A landmark deal between Turkey and four European Union countries to pipe gas from the Caspian region is a setback for Moscow's own pipeline project to Western Europe, Russian newspapers said Tuesday.

A landmark deal between Turkey and four European Union countries to pipe gas from the Caspian region is a setback for Moscow's own pipeline project to Western Europe, Russian newspapers said Tuesday.

Monday's accord signed between Austria, Bulgaria, Hungary, Romania and Turkey - a milestone in the Nabucco pipeline project much delayed by lack of commitment from gas-exporting nations - is aimed at cutting Russia's gas monopoly in Europe.

About a quarter of the gas consumed in Europe is sourced from Russia.

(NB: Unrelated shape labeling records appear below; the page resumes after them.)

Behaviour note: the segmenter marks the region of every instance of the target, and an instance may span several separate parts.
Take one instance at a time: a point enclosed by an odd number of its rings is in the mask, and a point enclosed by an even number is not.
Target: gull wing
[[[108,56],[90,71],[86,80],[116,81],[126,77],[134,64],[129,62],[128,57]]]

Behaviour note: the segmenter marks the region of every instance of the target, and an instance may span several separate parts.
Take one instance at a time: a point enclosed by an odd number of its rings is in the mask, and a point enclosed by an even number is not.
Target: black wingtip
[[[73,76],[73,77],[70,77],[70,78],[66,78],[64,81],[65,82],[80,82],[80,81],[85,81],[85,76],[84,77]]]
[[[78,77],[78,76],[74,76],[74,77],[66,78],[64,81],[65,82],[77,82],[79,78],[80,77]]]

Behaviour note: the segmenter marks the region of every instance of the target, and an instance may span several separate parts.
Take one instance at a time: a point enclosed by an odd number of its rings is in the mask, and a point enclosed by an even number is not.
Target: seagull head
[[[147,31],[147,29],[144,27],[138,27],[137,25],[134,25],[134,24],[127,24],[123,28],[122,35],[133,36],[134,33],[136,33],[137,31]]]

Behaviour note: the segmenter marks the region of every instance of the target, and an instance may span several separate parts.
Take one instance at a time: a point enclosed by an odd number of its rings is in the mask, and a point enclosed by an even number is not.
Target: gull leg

"A gas alliance against Moscow has been concluded," the mass-circulation Komsomolskaya Pravda said, terming the deal "a blow" to Russia.

The 3,300-kilometer conduit is due to become operational in 2014 at an estimated cost of EUR7.9 billion ($9.8 billion), but there is still lingering uncertainty over who will supply the gas.

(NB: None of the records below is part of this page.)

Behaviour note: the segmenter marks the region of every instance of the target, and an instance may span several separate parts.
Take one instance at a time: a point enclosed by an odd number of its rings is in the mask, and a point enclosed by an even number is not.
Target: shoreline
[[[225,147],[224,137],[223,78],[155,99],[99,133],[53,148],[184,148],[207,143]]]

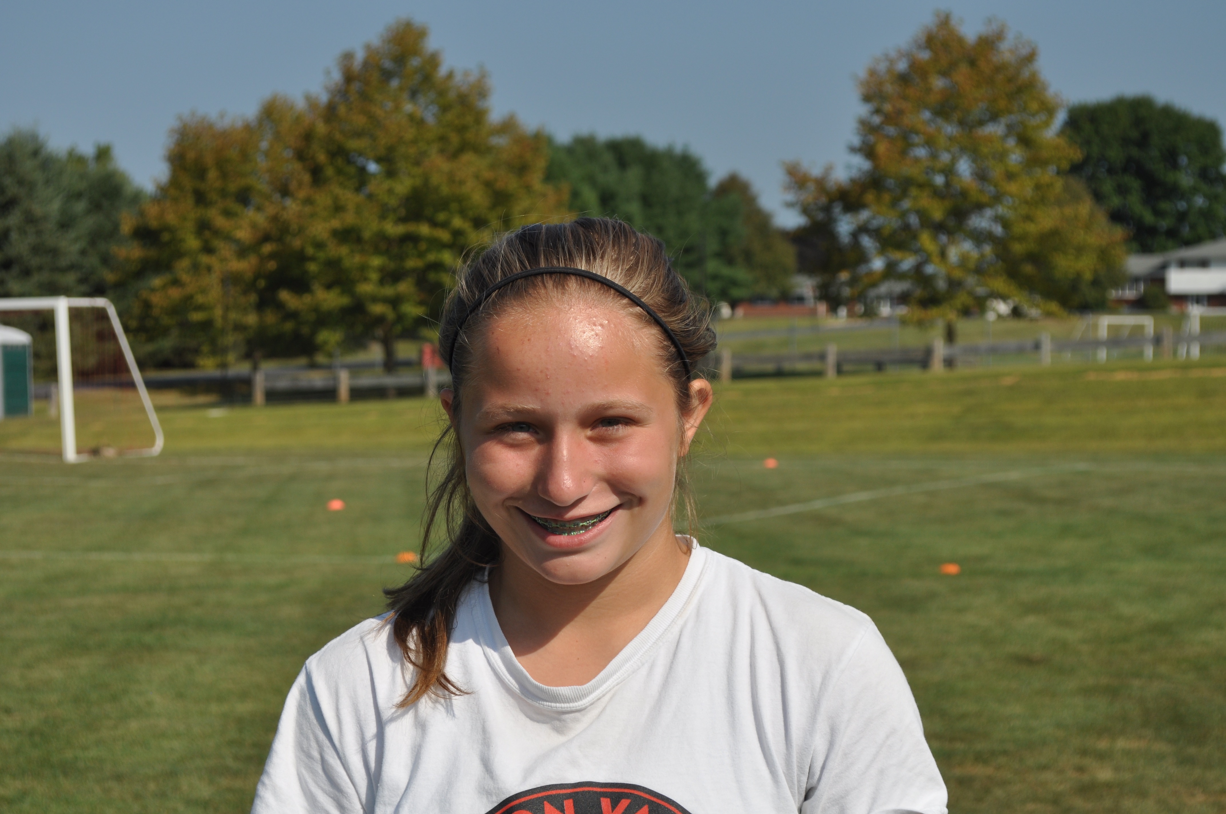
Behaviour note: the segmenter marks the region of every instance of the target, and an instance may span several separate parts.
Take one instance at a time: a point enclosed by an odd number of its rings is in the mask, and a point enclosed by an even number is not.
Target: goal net
[[[0,452],[157,455],[162,427],[110,300],[0,299]]]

It is due to pump billions of cubic meters from the Caspian Sea to Austria via Turkey and the Balkans, bypassing Russia that has been accused of using gas as a weapon by cutting it off in disputes with its neighbors.

Nabucco competes directly with Russia's South Stream project, launched in 2007, which will carry Russian gas through Bulgaria to Western Europe under the Black Sea.

"The EU team is now leading in the game between Nabucco and South Stream," the financial daily Vedomosti said in an editorial.

The Kommersant said: "It is evident that Nabucco will lead ahead of South Stream considerably as it has the backing of almost all of Europe...South Stream cannot boast of such backing."

The official Rossiiskaya Gazeta said: "Experts have for long considered Nabucco as a stillborn project...but now the situation has changed."